At compile-time, due to the Halting problem and mutual recursion in a Turing complete language, functions can't generally be guaranteed to terminate.

  • Eager

With eager but not lazy, for the conjunction of Head "and" Tail, if either Head or Tail doesn't terminate, then respectively either List( Head(), Tail() ).tail == Tail() or List( Head(), Tail() ).head == Head() is not true because the left-side doesn't, and right-side does, terminate.

Whereas, with lazy both sides terminate. Thus eager is too eager with conjunctive products, and non-terminates (including runtime exceptions) in those cases where it isn't necessary.

  • Lazy

With lazy but not eager, for the disjunction of 1 "or" 2, if f doesn't terminate, then List( f ? 1 : 2, 3 ).tail == (f ? List( 1, 3 ) : List( 2, 3 )).tail is not true because the left-side terminates, and right-side doesn't.

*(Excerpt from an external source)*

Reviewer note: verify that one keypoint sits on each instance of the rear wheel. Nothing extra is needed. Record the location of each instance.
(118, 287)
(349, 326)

Whereas, with eager neither side terminates so the equality test is never reached. Thus lazy is too lazy with disjunctive coproducts, and in those cases fails to terminate (including runtime exceptions) after doing more work than eager would have.

[10] Declarative Continuations and Categorical Duality, Filinski, sections 2.5.4 A comparison of CBV and CBN, and 3.6.1 CBV and CBN in the SCL.

[11] Declarative Continuations and Categorical Duality, Filinski, sections 2.2.1 Products and coproducts, 2.2.2 Terminal and initial objects, 2.5.2 CBV with lazy products, and 2.5.3 CBN with eager coproducts.